The leadership of the mosque banned Abu Hamza from their premises, so he sought out other, more vulnerable, targets around Britain.
These sites not only provided recruiting centres, they were also places for raising cash and a haven to carry out criminal operations such as producing bogus welfare claims and cloning credit cards.
There is evidence of how his supporters tried to seize control of mosques in Luton, Brighton, Burnley and at least another half a dozen towns.
From these places scores of UK-based Muslims and British-born Islamic converts were dispatched abroad to al-Qaeda camps and the authorities concede that they have no idea what became of these men.
A number were killed in fighting or suicide attacks, but most have disappeared.
Imams reported what was happening to police, but say that senior officers were reluctant to interfere in the internal affairs of mosques.
Some imams took Abu Hamza on in the civil courts to try to halt his plans, but such cases were expensive and rarely resolved satisfactorily. Most of his rivals were too scared to stand up to his militia.
The Abu Hamza road-show travelled across the UK, urging his young audiences to oust their elderly imams and use their mosques to recruit “jihadis”, or holy warriors.

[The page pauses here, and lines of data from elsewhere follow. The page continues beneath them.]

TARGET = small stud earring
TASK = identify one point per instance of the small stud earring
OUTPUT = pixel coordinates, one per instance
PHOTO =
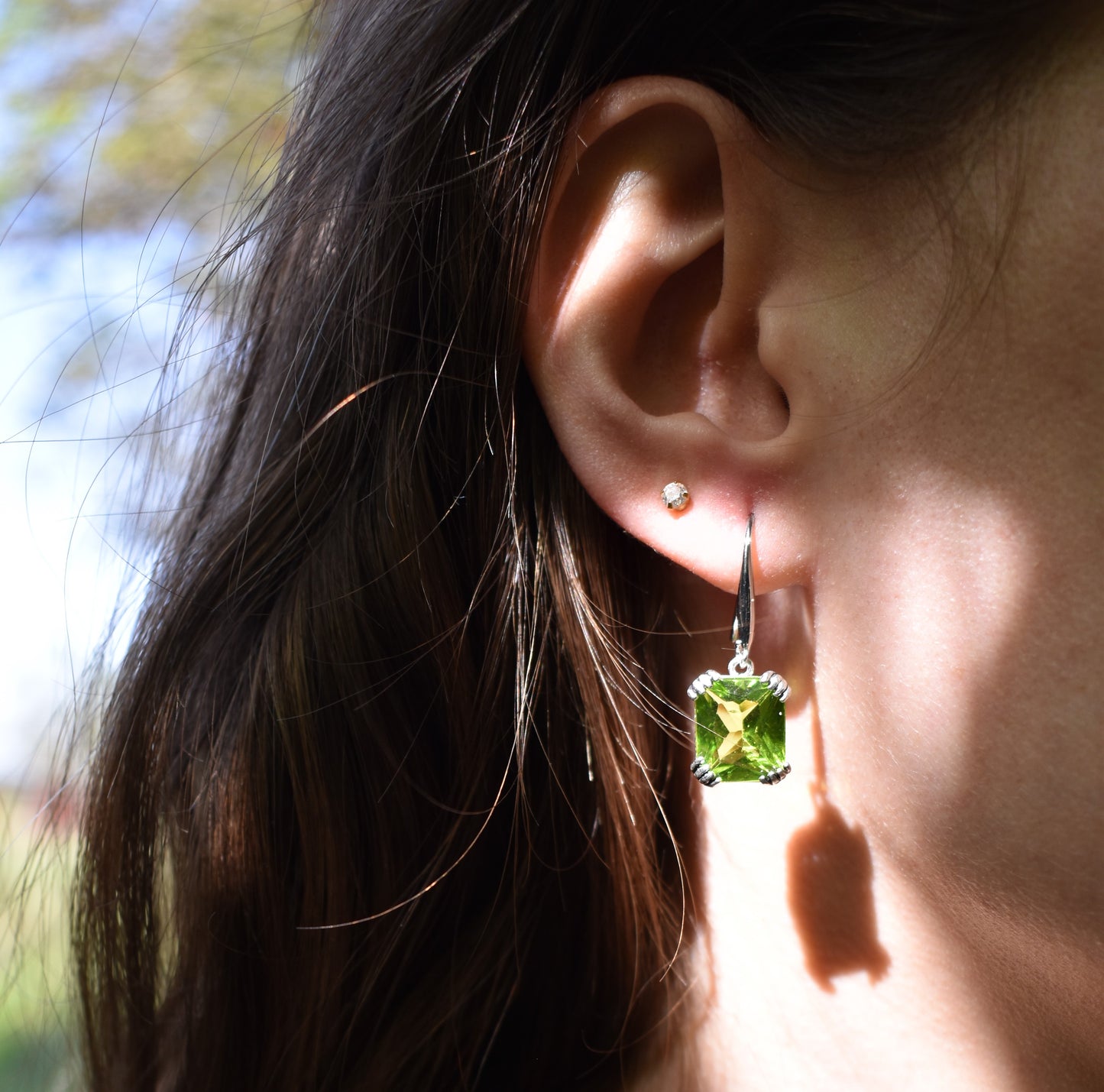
(740, 718)
(676, 496)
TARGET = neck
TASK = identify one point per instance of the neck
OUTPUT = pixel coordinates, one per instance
(821, 965)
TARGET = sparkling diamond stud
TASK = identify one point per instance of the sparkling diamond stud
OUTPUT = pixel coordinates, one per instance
(676, 496)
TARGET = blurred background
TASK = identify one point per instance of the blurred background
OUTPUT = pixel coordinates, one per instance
(129, 133)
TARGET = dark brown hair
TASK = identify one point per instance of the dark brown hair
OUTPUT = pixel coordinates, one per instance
(393, 672)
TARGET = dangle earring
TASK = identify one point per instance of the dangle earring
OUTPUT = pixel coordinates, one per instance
(740, 718)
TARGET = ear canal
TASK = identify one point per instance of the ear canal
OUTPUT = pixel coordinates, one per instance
(642, 327)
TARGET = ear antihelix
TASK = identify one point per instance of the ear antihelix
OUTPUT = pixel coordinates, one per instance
(740, 718)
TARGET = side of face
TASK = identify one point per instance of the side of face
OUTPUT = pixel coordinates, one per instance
(905, 378)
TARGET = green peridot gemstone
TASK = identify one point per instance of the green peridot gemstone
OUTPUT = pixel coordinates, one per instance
(741, 727)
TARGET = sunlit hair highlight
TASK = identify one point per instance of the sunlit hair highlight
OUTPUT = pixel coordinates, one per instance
(387, 794)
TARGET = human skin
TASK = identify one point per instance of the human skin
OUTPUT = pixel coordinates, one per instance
(903, 374)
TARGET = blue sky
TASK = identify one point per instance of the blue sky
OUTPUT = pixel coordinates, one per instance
(83, 330)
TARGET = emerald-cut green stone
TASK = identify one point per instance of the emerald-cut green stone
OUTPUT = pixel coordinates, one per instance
(741, 727)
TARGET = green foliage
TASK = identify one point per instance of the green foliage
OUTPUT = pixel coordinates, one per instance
(128, 111)
(35, 1015)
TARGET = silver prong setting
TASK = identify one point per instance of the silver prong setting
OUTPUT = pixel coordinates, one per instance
(702, 684)
(775, 776)
(776, 685)
(700, 769)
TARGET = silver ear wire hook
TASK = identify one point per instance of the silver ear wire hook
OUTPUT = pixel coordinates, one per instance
(740, 719)
(743, 624)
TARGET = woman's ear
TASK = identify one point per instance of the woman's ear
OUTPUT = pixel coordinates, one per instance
(643, 325)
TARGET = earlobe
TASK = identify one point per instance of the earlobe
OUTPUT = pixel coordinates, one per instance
(642, 325)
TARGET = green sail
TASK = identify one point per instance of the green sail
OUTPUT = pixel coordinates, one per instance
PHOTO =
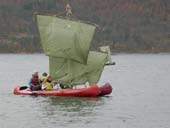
(64, 38)
(69, 72)
(67, 43)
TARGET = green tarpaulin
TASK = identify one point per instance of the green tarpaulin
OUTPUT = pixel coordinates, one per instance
(72, 73)
(65, 38)
(67, 44)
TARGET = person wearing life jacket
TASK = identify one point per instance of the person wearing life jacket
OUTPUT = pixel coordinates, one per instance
(43, 77)
(48, 84)
(34, 82)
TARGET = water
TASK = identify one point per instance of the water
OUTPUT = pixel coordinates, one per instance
(140, 98)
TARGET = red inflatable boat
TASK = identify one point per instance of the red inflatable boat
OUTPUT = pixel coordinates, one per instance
(92, 91)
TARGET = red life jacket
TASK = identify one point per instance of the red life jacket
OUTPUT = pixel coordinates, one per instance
(35, 80)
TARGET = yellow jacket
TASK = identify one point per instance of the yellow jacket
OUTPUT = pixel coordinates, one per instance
(48, 86)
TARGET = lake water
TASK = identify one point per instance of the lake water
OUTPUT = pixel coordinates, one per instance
(140, 98)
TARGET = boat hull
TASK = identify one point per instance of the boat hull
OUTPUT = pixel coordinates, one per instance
(92, 91)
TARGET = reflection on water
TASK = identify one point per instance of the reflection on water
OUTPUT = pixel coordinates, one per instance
(140, 98)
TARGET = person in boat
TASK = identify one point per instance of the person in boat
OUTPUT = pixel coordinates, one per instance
(43, 77)
(34, 82)
(68, 10)
(48, 84)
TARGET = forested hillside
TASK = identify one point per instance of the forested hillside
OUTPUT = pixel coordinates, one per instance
(125, 25)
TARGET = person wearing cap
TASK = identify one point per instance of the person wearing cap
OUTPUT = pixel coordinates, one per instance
(34, 82)
(43, 77)
(48, 84)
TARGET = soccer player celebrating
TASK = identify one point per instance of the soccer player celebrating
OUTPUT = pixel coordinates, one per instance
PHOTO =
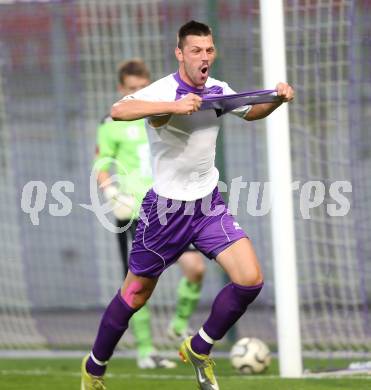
(184, 205)
(125, 144)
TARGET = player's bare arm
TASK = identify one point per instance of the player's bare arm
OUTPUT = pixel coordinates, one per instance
(132, 109)
(260, 111)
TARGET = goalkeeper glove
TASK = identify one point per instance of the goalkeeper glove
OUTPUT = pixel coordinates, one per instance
(123, 205)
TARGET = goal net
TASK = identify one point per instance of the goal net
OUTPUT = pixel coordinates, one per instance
(58, 63)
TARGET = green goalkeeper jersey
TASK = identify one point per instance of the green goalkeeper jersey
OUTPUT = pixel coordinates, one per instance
(123, 148)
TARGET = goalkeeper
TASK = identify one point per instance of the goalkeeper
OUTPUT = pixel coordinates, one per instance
(123, 147)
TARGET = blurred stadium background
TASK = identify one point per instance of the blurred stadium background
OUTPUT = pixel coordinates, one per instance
(57, 80)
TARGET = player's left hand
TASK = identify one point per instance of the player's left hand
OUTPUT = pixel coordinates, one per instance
(285, 91)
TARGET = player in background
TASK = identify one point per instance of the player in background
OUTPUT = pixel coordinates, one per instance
(182, 139)
(123, 147)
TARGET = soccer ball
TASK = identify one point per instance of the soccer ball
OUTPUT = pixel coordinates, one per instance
(250, 356)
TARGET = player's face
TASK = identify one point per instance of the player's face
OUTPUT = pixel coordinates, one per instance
(196, 59)
(131, 84)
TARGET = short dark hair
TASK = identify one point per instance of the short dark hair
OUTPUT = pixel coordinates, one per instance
(192, 28)
(133, 67)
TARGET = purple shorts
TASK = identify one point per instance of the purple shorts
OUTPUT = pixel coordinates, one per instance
(167, 227)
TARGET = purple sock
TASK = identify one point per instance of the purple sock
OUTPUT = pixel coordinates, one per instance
(228, 307)
(114, 322)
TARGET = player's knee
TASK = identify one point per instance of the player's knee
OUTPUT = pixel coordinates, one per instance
(196, 270)
(135, 295)
(253, 277)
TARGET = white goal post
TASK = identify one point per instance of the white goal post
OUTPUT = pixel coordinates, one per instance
(282, 217)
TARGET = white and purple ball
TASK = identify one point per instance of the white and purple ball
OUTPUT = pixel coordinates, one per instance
(250, 356)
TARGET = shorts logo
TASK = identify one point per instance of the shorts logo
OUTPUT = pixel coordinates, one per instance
(237, 226)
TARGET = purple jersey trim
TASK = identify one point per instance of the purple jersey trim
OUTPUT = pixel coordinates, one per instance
(223, 104)
(184, 88)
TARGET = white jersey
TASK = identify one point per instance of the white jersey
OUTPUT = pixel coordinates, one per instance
(183, 150)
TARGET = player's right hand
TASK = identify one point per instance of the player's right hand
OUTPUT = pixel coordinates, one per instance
(123, 205)
(187, 105)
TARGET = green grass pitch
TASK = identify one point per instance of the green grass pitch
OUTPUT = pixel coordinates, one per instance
(58, 374)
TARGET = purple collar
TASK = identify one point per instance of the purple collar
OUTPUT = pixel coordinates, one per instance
(184, 88)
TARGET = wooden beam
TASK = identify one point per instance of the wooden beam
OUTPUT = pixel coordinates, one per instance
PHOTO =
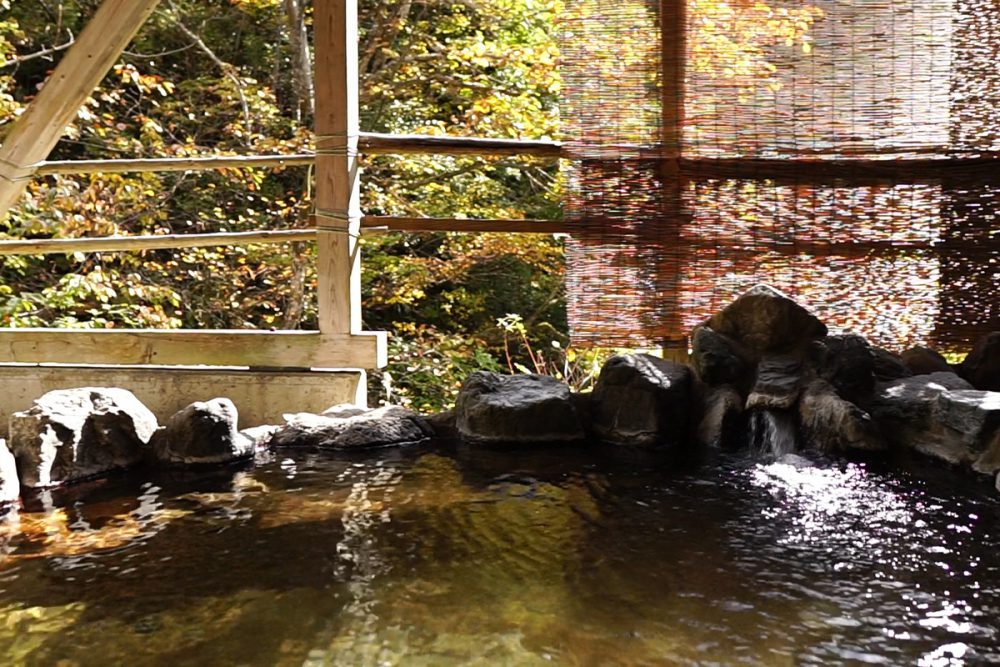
(337, 196)
(418, 144)
(270, 349)
(35, 132)
(152, 242)
(464, 225)
(174, 164)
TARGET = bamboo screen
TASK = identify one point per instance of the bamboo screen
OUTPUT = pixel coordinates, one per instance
(840, 150)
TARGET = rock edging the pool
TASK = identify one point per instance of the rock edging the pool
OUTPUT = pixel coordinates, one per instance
(761, 363)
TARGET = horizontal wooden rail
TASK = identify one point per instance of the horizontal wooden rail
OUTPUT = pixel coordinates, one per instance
(154, 242)
(462, 225)
(174, 164)
(416, 144)
(270, 349)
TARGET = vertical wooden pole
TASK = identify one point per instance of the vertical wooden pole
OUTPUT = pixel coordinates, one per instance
(673, 54)
(38, 129)
(337, 195)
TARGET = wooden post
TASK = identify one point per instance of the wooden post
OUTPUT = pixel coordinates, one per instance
(337, 195)
(673, 53)
(38, 129)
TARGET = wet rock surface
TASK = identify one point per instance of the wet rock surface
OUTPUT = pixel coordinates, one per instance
(350, 427)
(516, 409)
(642, 400)
(72, 434)
(202, 433)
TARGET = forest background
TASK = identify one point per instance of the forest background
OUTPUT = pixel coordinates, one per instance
(217, 77)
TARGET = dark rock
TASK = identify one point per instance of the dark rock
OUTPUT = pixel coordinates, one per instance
(516, 409)
(642, 400)
(353, 428)
(848, 363)
(443, 424)
(722, 422)
(260, 436)
(779, 379)
(719, 360)
(888, 366)
(942, 416)
(835, 425)
(924, 360)
(10, 488)
(981, 367)
(202, 433)
(765, 321)
(70, 434)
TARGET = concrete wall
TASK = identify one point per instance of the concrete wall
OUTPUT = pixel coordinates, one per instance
(260, 396)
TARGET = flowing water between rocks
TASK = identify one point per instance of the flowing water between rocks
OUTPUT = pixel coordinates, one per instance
(437, 556)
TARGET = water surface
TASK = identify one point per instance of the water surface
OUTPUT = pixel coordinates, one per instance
(438, 556)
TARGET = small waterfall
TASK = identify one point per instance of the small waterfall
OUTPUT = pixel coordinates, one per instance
(772, 432)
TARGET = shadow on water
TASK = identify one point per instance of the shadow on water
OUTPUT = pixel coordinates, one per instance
(451, 555)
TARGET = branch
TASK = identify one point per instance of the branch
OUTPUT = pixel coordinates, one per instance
(17, 60)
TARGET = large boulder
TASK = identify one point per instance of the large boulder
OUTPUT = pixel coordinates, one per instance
(942, 416)
(835, 425)
(71, 434)
(10, 488)
(720, 360)
(350, 427)
(765, 321)
(981, 367)
(642, 400)
(779, 379)
(202, 433)
(847, 362)
(516, 409)
(923, 360)
(722, 420)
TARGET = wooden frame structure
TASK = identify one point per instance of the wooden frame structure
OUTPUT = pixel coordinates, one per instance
(338, 222)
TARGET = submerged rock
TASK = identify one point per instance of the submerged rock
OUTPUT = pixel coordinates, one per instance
(923, 360)
(10, 487)
(833, 424)
(70, 434)
(202, 433)
(765, 321)
(642, 400)
(722, 423)
(349, 427)
(516, 409)
(981, 367)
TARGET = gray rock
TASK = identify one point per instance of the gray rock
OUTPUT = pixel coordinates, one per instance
(765, 321)
(924, 360)
(981, 367)
(10, 488)
(779, 379)
(516, 409)
(941, 416)
(202, 433)
(719, 360)
(71, 434)
(353, 429)
(642, 400)
(721, 418)
(847, 362)
(888, 366)
(835, 425)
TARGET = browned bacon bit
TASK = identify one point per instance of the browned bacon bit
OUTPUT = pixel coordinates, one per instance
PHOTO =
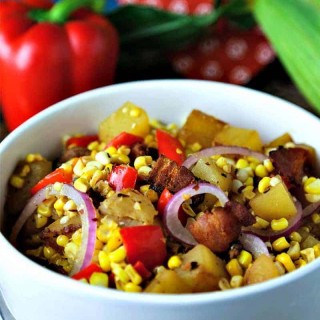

After one visit to Burnley, in 1999, tape recordings were made of his sermons and sold in Islamic bookshops.
In one recording, one of Abu Hamza’s followers told the audience: “If we’re a group of people here in Burnley, we’ll take over the whole of Burnley. We have people with Kalashnikovs and you declare jihad against the kuffar (unbeliever). Every single Muslim outside Burnley who does not come and support you is a rebel.”
Shortly after Abu Hamza’s visit, a group of young Muslims left the town for Pakistan, telling their parents that they were going to study in a religious school.
What they were really up to emerged a few months later when two — a university student and a trainee accountant — died when an artillery shell landed on a mosque in Kabul, the capital of Afghanistan. Five other people died in the incident. The remaining youths returned to their families and confessed that they had been to Taleban training camps.
Muslim elders in Burnley banned Abu Hamza from preaching in any of the town’s mosques. They also reported what had happened to Lancashire police but maintain that no action was taken.
Abu Hamza ousted trustees who opposed him at Finsbury Park, described by police as the honeypot of his recruitment operation. The trustees complained that the police did nothing to help them, and suggested the victims seek a court order to evict the invaders.
Efforts by supporters to seize control of mosques intensified after Finsbury Park was closed down in a police raid in 2003.